Collectively, these studies define a multi-pronged therapeutic strategy: addressing disparities, leveraging genetic vulnerabilities, targeting cell-surface ligands, and modulating the tumor microenvironment (TME).

 

Ovarian Cancer: Genomic Instability, MicroRNAs, and AI-Driven Biomarkers

High-grade serous ovarian cancer (HGSOC) is a highly lethal disease with limited therapeutic options. My research addresses two unmet needs: understanding microRNA/genomic instability and equity-driven biomarker discovery.
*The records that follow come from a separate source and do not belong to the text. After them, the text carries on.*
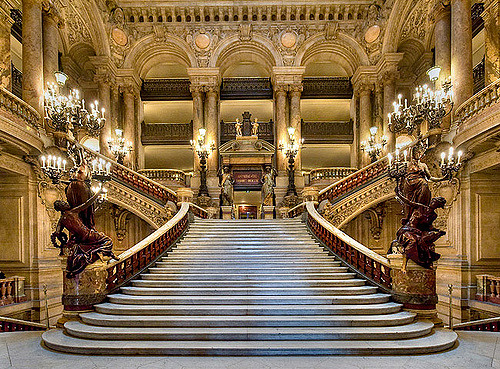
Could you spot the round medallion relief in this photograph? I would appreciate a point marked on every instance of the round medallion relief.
(202, 41)
(372, 34)
(119, 36)
(288, 39)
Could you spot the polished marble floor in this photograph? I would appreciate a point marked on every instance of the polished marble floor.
(475, 350)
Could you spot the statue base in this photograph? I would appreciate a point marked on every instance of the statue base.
(227, 212)
(268, 212)
(86, 289)
(415, 288)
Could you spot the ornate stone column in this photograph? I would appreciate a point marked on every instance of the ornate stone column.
(365, 114)
(103, 86)
(295, 120)
(50, 24)
(491, 17)
(280, 92)
(129, 126)
(212, 126)
(198, 95)
(32, 54)
(461, 51)
(6, 23)
(442, 37)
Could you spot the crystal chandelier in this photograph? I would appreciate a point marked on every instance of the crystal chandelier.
(64, 113)
(118, 147)
(429, 106)
(372, 146)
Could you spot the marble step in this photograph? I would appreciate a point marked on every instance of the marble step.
(390, 319)
(415, 329)
(248, 284)
(242, 270)
(249, 291)
(247, 310)
(374, 298)
(260, 264)
(216, 278)
(437, 341)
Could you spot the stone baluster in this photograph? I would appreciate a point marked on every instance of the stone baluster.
(442, 36)
(6, 23)
(461, 51)
(491, 17)
(33, 54)
(50, 23)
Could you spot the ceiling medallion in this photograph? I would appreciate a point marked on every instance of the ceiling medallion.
(372, 33)
(289, 39)
(119, 36)
(202, 41)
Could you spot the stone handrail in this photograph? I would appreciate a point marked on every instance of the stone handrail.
(20, 108)
(330, 173)
(134, 260)
(476, 104)
(356, 179)
(173, 175)
(489, 325)
(16, 325)
(136, 181)
(361, 258)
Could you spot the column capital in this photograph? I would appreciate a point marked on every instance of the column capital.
(50, 10)
(440, 9)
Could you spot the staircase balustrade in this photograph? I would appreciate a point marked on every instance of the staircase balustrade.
(353, 181)
(136, 181)
(367, 262)
(136, 259)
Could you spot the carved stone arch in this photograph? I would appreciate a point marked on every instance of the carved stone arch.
(148, 52)
(259, 49)
(343, 49)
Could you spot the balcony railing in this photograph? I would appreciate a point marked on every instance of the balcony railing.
(167, 176)
(19, 109)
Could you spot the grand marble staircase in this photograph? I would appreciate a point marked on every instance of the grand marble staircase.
(248, 288)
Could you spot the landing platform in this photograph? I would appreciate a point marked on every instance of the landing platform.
(476, 350)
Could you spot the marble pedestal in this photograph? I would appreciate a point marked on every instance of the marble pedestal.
(415, 288)
(267, 212)
(227, 212)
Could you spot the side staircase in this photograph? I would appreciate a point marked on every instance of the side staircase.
(256, 287)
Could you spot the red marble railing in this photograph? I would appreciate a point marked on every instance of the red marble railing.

  • MicroRNA Signatures: We identified miRNA patterns associated with genomic instability distinguishing high-grade from low-grade tumors (Muinde et al., Trends in Cancer Research, 2024). These signatures hold promise for risk stratification and therapy response prediction.
  • AI-Enhanced Morphometrics: Leveraging machine learning, we discovered cellular morphometric biomarkers that reveal unique tumor immune microenvironments in African ancestry HGSOC tissues (Muinde et al., Mol Cancer Res, under review). This approach highlights how AI-guided pathology can reveal ancestry-linked TME differences and inform immunotherapy strategies.
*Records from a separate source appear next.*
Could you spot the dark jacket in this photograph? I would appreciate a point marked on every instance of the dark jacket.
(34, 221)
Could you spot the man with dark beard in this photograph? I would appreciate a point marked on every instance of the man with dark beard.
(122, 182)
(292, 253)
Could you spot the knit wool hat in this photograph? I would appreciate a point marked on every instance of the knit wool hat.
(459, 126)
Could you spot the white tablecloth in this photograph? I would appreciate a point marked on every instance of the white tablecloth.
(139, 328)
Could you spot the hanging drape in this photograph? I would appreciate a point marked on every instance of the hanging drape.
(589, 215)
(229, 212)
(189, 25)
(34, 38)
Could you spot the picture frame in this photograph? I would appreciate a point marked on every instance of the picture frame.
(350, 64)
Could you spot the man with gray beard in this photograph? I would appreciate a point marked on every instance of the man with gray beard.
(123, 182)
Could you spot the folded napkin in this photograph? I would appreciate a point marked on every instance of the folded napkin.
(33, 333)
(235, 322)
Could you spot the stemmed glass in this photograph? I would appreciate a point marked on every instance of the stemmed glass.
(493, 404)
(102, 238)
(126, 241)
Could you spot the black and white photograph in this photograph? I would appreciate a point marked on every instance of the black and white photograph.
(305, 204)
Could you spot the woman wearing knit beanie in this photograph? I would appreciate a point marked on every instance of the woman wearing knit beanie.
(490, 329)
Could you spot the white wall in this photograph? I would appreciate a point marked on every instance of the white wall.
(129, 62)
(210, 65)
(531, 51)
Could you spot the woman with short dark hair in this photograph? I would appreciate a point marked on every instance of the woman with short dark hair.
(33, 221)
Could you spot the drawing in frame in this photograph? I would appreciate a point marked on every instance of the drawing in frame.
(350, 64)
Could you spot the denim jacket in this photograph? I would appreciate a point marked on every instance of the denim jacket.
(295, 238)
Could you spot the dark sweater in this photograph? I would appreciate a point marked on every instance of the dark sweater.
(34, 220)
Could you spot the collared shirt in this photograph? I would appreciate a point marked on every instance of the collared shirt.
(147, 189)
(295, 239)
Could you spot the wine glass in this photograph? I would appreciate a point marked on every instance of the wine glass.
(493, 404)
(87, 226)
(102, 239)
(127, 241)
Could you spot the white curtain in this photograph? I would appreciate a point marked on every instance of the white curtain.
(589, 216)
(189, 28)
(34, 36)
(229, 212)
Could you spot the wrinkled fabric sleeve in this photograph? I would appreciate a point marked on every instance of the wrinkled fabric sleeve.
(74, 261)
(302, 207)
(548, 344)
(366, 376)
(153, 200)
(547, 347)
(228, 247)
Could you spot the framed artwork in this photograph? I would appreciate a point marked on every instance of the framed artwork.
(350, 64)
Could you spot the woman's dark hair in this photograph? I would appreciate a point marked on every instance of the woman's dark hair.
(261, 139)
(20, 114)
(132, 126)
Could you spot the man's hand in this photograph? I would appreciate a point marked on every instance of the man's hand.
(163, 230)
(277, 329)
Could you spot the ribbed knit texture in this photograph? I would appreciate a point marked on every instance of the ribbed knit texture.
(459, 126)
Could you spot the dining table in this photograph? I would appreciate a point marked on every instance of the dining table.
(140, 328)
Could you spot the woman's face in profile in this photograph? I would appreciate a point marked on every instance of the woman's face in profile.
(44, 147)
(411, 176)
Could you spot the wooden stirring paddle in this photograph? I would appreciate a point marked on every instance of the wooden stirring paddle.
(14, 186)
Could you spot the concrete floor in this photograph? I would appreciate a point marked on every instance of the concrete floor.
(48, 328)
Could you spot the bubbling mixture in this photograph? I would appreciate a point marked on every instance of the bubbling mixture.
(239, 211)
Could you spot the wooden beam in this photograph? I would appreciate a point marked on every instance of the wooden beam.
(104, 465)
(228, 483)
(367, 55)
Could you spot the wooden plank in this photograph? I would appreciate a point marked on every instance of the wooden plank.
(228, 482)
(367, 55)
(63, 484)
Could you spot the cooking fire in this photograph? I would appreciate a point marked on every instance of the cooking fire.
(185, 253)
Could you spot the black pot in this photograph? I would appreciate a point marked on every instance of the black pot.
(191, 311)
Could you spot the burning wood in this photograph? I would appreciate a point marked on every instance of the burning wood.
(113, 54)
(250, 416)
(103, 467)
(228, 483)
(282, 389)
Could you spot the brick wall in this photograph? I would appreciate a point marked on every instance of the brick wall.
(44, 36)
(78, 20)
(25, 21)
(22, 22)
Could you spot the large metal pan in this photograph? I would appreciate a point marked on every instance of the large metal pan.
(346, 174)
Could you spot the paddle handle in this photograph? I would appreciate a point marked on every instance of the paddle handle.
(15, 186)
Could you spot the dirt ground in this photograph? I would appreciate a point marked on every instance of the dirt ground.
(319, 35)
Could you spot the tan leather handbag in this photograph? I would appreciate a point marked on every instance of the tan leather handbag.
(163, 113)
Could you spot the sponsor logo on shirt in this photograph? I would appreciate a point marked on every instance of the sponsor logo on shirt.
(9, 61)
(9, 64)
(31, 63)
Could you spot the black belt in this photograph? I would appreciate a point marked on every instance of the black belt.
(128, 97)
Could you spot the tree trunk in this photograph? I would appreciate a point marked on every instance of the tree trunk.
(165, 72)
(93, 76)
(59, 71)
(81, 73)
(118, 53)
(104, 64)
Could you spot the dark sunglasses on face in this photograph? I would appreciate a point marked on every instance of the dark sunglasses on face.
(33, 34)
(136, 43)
These studies exemplify my focus on integrating computational discovery with biological interpretation to improve diagnostics and advance precision oncology.

 

Cross-Cancer and Interdisciplinary Contributions

Beyond thyroid and ovarian cancers, my collaborative work spans prevention, nanomedicine, and global oncology:

  • Vitamin D and Cancer Prevention: Reviews on vitamin D signaling in liver cancer (Lamia et al., J BMANA, 2025) and colorectal cancer (Tamanna et al., Disease & Research, 2024) highlight its role as a modifiable pathway in oncogenesis.
  • Nanomedicine: A study on silver nanoparticle–DNA interactions (Perry et al., J Nanopart Res, 2025) contributes to understanding nanoscale drug delivery mechanisms.
  • Global Health Equity: A review of cervical cancer burden in Nigeria (Lawal et al., Gynecol Reprod Health, 2023) underscores the need for accessible screening and prevention in low-resource settings.
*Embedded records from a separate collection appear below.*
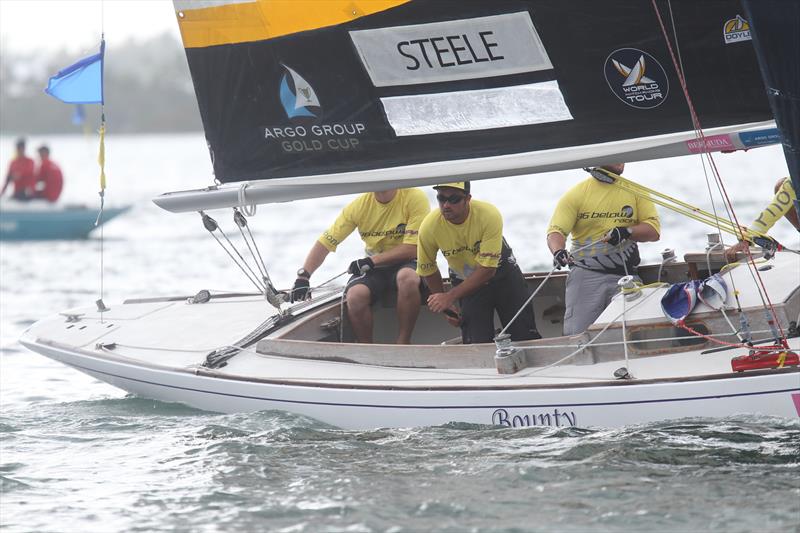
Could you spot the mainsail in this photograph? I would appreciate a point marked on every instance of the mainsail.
(778, 46)
(321, 97)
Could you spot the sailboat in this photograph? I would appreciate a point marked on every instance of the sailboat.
(315, 98)
(37, 221)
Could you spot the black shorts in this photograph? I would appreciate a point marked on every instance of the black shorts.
(380, 279)
(504, 293)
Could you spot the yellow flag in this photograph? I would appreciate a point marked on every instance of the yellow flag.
(101, 157)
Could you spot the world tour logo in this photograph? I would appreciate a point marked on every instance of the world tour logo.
(636, 78)
(297, 96)
(736, 30)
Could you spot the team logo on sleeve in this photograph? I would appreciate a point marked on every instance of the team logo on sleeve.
(636, 78)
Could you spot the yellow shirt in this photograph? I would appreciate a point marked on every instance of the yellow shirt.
(381, 226)
(780, 205)
(591, 209)
(476, 241)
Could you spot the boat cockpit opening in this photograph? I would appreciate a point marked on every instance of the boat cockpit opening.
(438, 344)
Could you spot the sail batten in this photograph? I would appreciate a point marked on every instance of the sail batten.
(360, 87)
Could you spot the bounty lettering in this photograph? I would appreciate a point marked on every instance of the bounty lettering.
(501, 417)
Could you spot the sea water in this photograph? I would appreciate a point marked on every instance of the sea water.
(79, 455)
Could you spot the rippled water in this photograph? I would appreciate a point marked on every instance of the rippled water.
(79, 455)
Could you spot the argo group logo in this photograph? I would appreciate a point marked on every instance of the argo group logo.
(736, 30)
(297, 96)
(308, 129)
(636, 78)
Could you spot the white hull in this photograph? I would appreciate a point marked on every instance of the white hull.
(773, 393)
(157, 349)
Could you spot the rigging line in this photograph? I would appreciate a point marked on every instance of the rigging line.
(532, 347)
(337, 276)
(244, 262)
(260, 258)
(675, 34)
(591, 341)
(530, 298)
(756, 275)
(262, 269)
(260, 289)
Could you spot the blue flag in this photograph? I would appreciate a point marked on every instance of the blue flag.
(81, 83)
(78, 115)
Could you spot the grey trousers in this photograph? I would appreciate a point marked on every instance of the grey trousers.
(588, 294)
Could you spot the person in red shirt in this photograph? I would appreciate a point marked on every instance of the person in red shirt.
(49, 180)
(21, 174)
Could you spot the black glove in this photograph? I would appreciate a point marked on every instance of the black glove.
(360, 266)
(768, 244)
(561, 258)
(301, 290)
(617, 235)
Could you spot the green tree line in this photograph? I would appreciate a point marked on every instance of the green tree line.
(147, 89)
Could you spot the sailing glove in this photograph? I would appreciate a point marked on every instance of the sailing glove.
(768, 244)
(361, 266)
(301, 290)
(617, 235)
(561, 258)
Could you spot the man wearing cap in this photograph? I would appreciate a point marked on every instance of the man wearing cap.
(21, 174)
(606, 222)
(483, 271)
(388, 222)
(49, 180)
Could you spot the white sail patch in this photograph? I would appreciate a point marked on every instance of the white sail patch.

These works reflect my broader commitment to equity, prevention, and interdisciplinary collaboration in oncology.

 

Future Research Directions

My program will continue to expand in three synergistic directions:

  1. Dissecting Ancestry-Linked Tumor Biology
    • Utilize single-cell and spatial transcriptomics to profile tumor-immune-stromal interactions across diverse cohorts.
    • Apply multi-omics integration (genomics, transcriptomics, proteomics) to uncover ancestry-associated drivers of disparities.
  2. Therapeutic Innovation in Endocrine and Ovarian Cancers
    • Advance surface-targeted ligand therapies for ATC, incorporating nanotechnology and antibody-drug conjugates.
    • Explore CAF- and immune-targeted interventions to reprogram the ovarian cancer TME.
    • Investigate miRNA modulation as a therapeutic avenue for genomic instability.
  3. Equity and AI-Driven Precision Oncology
    • Implement AI-enhanced histopathology pipelines to generate explainable biomarkers of tumor biology.
    • Partner with national and global collaborators to ensure representation of understudied minority populations in datasets and clinical studies.

Conclusion

Through a multi-disciplinary, high throughput approach, my research program addresses critical gaps in thyroid and ovarian cancers—from unraveling molecular disparities to pioneering novel therapeutic strategies. By integrating molecular pathology, bioinformatics, and translational therapeutics, I aim to reduce inequities and improve outcomes for patients across diverse populations.